When the audio hit the mainstream it blew up and eventually Clippers players and the rest of the NBA were on the brink of boycotting the playoffs if Sterling wasn’t removed as owner.

In an unprecedented move new NBA commissioner Adam Silver wasted no time forcing Sterling to sell the team and disassociating the billionaire with the NBA. 

The Almost Boycott Of 2014

The Great NBA Boycott of 2014 will go down in sports mythology alongside UNLV’s boycott of the ’91 national championship game and the 1964 All-Star Game as one of the grandest near-boycotts of the past half-century. We’ll never know whether or not NBA commissioner Adam Silver banned Donald Sterling for life because of his own outrage or if the players pressured him into taking a step more severe than anyone else imagined he’d take. However, the Warriors reportedly were fully prepared to go through warmups, introductions and then walk off the floor after the tip-off in protest  if Sterling weren’t punished to the fullest extent of the NBA’s bylaws.
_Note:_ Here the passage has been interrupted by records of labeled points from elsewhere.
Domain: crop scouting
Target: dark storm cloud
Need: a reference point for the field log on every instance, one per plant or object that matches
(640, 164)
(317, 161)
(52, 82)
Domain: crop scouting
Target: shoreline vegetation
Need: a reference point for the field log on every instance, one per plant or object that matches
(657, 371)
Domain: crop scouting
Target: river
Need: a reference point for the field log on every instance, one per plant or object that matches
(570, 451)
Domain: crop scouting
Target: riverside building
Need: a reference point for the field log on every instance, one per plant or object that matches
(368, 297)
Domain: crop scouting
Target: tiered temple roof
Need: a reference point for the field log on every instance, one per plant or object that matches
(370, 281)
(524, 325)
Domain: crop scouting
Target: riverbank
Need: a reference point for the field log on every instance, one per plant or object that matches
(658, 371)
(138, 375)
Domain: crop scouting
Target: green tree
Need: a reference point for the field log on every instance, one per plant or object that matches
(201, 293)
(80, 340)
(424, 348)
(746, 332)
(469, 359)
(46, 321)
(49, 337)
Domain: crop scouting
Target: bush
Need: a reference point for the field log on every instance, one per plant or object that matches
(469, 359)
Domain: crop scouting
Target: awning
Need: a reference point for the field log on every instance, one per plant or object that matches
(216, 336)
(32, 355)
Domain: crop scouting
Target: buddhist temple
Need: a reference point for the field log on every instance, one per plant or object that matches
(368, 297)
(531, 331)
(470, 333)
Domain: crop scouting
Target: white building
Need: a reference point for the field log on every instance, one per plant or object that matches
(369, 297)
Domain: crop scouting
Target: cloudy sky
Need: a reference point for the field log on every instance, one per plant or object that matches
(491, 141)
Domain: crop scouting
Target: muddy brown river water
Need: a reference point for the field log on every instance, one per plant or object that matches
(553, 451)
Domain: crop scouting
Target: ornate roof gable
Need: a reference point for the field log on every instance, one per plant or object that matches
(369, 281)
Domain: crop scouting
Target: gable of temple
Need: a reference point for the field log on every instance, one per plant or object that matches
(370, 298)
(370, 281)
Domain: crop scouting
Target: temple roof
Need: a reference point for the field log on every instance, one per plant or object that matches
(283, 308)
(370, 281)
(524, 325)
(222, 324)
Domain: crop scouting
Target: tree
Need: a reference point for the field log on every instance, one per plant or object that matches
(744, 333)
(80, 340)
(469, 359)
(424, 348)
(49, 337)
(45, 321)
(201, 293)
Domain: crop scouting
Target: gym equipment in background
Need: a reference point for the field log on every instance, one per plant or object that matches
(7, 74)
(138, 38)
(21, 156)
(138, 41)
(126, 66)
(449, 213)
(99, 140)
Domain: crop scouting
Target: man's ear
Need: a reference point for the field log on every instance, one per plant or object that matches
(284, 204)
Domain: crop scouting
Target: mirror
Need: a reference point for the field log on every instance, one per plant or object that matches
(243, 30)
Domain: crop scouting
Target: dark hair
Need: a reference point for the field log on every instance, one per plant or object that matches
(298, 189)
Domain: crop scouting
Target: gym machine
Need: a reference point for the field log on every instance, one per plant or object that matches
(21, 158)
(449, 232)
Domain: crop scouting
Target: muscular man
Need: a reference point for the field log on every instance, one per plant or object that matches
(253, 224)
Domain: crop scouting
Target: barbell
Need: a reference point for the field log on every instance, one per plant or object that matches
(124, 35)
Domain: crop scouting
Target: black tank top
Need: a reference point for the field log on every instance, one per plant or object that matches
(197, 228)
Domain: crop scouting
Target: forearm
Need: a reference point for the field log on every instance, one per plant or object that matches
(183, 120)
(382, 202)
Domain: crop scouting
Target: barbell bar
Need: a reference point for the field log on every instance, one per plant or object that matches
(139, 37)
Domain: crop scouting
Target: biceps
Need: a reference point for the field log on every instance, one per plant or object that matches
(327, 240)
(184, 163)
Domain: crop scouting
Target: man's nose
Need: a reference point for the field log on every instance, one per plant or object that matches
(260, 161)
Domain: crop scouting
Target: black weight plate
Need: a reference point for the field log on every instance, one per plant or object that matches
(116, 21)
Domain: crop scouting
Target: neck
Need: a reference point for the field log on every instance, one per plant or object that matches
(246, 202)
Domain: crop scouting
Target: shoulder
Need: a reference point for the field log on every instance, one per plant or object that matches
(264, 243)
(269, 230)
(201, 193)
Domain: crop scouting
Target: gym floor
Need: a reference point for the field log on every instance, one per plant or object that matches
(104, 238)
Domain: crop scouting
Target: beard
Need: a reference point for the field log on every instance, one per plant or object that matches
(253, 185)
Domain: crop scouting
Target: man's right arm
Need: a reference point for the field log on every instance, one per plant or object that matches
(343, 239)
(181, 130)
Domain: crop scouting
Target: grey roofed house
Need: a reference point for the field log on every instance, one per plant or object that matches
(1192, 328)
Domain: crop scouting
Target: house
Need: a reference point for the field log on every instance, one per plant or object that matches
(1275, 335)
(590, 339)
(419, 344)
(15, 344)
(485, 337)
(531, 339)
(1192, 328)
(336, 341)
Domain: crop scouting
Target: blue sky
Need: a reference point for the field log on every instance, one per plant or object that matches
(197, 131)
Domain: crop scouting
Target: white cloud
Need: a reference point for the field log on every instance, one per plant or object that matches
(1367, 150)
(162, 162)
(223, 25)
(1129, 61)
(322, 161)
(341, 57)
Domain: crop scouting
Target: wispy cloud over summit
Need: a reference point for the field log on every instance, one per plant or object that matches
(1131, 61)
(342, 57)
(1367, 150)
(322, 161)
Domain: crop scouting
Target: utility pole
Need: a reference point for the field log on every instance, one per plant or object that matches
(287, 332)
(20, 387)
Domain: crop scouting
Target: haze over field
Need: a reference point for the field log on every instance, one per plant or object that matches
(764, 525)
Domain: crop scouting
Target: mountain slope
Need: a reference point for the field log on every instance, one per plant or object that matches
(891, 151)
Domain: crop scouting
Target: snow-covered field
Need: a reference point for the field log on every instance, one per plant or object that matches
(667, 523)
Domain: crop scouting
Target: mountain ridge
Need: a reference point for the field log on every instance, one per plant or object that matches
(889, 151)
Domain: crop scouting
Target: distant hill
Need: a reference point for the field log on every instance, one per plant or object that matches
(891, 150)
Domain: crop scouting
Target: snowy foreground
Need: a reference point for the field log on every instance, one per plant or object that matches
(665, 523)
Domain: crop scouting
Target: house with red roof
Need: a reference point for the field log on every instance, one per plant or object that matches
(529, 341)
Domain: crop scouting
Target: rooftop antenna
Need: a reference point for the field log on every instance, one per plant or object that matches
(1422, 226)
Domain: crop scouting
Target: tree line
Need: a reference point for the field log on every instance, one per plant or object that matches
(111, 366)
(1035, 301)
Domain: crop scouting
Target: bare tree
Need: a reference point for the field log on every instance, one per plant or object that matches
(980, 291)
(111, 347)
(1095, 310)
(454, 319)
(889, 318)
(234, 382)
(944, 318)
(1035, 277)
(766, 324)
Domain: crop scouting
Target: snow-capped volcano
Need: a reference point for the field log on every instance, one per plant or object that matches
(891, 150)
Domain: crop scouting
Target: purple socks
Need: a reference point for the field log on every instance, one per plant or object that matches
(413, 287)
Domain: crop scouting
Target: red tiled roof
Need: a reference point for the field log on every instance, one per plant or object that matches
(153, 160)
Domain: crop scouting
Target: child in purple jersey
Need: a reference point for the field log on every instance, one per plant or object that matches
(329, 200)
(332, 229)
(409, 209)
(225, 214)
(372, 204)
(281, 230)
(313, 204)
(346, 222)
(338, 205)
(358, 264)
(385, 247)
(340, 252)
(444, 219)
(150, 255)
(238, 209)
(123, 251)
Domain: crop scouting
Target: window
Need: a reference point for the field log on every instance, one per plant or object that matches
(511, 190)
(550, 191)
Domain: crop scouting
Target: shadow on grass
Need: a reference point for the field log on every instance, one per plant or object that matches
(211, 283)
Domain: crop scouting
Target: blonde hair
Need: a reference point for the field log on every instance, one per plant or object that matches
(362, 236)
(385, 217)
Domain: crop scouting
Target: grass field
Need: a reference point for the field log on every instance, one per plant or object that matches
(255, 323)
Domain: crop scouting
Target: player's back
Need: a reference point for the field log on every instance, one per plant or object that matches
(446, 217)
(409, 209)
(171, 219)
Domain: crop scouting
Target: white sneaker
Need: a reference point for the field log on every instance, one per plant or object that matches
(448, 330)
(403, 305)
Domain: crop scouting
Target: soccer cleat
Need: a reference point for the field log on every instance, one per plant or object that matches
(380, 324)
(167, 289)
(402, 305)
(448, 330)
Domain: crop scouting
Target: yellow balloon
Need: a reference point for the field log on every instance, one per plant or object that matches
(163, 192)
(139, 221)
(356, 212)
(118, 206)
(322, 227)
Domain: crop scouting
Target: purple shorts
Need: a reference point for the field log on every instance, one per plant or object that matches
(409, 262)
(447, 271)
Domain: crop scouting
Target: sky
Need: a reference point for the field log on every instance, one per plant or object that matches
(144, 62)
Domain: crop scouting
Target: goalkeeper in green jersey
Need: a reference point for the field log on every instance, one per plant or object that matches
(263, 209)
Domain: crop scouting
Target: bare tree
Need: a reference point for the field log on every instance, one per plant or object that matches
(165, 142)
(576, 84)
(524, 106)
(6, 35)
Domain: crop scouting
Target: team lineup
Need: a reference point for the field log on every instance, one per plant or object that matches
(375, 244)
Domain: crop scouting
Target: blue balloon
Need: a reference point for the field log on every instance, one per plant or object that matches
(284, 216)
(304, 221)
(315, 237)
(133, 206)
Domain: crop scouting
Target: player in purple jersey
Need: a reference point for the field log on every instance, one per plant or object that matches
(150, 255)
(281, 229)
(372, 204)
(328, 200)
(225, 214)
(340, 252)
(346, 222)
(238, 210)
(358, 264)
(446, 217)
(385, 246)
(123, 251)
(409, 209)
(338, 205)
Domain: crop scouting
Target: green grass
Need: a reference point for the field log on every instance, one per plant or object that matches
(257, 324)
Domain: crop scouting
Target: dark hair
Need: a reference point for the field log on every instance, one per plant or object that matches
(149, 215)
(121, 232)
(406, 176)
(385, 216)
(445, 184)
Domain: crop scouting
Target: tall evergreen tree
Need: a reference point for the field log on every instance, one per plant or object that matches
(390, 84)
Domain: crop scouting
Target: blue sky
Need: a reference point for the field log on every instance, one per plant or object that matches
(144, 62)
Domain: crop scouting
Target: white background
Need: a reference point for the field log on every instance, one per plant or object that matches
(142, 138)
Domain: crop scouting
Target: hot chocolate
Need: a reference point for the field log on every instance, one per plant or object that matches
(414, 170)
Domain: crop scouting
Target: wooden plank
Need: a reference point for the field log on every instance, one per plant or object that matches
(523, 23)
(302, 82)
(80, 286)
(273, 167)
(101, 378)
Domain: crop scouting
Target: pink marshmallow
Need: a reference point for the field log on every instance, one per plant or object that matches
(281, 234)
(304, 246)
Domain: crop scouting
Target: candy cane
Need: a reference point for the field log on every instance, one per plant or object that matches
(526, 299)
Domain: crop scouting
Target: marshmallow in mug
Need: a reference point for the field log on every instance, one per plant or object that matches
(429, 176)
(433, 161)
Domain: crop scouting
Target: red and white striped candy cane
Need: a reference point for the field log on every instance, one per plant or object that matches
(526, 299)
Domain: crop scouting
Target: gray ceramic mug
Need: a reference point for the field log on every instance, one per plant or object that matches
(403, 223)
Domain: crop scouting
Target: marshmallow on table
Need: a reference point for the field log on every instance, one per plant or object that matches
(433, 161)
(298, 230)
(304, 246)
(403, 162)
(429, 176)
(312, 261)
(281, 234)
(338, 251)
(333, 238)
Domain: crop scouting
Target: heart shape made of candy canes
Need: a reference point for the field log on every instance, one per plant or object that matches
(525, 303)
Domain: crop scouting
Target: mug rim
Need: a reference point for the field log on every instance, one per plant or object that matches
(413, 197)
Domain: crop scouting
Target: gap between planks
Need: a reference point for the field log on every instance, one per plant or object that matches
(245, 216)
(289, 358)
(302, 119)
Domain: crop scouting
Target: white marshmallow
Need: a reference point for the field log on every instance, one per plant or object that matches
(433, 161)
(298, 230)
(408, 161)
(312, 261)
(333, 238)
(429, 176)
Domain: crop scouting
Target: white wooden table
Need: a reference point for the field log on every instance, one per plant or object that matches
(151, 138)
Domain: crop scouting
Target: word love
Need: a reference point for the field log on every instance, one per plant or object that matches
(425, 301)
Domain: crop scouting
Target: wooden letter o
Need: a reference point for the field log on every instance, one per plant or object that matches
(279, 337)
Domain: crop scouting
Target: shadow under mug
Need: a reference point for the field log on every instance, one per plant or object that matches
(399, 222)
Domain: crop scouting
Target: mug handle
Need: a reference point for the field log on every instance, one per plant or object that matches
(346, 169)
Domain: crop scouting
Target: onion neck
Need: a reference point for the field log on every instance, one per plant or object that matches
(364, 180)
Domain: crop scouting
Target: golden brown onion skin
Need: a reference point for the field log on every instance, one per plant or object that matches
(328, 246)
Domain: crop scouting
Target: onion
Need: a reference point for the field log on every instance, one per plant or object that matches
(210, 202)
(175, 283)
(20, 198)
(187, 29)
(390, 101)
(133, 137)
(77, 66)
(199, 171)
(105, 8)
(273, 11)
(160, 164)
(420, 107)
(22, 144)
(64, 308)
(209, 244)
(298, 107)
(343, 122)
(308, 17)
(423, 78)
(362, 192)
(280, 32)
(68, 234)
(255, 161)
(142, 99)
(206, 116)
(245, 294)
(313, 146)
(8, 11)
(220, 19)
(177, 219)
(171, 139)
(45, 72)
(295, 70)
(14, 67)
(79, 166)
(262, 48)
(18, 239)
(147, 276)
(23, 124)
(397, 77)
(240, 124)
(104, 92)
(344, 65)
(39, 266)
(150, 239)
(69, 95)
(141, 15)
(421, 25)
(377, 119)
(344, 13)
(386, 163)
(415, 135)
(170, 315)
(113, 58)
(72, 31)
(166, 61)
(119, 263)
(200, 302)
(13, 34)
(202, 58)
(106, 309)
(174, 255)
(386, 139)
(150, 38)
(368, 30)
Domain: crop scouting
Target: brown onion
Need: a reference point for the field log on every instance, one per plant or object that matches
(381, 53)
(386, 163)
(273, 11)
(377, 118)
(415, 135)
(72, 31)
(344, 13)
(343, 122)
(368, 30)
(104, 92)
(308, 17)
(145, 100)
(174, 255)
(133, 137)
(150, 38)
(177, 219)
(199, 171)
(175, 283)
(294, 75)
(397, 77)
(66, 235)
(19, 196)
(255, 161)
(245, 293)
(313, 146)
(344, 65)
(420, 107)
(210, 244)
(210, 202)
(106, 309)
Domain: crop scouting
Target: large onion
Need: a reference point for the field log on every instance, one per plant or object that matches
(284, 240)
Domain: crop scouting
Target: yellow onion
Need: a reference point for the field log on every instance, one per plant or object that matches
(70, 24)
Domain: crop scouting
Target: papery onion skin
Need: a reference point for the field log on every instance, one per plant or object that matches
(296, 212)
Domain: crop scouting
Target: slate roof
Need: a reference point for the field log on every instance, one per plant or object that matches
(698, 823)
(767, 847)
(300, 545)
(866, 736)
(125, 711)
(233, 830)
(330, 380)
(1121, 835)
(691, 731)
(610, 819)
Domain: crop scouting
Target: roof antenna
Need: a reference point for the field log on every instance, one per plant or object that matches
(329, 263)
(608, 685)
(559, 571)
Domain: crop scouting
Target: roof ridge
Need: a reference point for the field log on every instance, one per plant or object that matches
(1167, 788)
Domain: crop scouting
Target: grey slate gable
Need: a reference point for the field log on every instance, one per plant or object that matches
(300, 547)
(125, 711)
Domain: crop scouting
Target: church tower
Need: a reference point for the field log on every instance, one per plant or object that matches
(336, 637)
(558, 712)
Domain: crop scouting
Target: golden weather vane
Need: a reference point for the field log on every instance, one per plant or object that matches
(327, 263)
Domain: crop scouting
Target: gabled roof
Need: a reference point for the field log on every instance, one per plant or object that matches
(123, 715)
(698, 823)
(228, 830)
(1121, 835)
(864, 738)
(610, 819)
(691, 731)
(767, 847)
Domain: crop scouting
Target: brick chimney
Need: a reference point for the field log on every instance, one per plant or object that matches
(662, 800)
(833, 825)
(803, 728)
Via San Jose Mercury News:

“It would have been our only chance to make a statement in front of the biggest audience that we weren’t going to accept anything but the maximum punishment,” Curry said. “We would deal with the consequences later but we were not going to play.”

Things probably wouldn’t even have gotten that far if Silver had taken a different path. Clippers point guard Chris Paul is the NBPA president and after Sterling’s ban was announced, NBPA Vice President Roger Mason said that the remaining playoff teams were also prepared for a league-wide boycott that would have included the Clippers.

Sterling’s reign of racism started rearing its ugly head in 2006 when the Department of Justice sued Sterling for housing discrimination, alleging Sterling wouldn’t rent apartments he owned to Black or Hispanic people. He also wouldn’t rent to people with children.

Historically, Sterling being a white billionaire and looking down upon others was nothing new at the time, but what made the moment significant is that it represented a new age in the NBA. Where players empowered themselves to strike back against any forms of perceived racism or discrimination. They forced corporate’s hand and ushered in a new era of player activism throughout sports.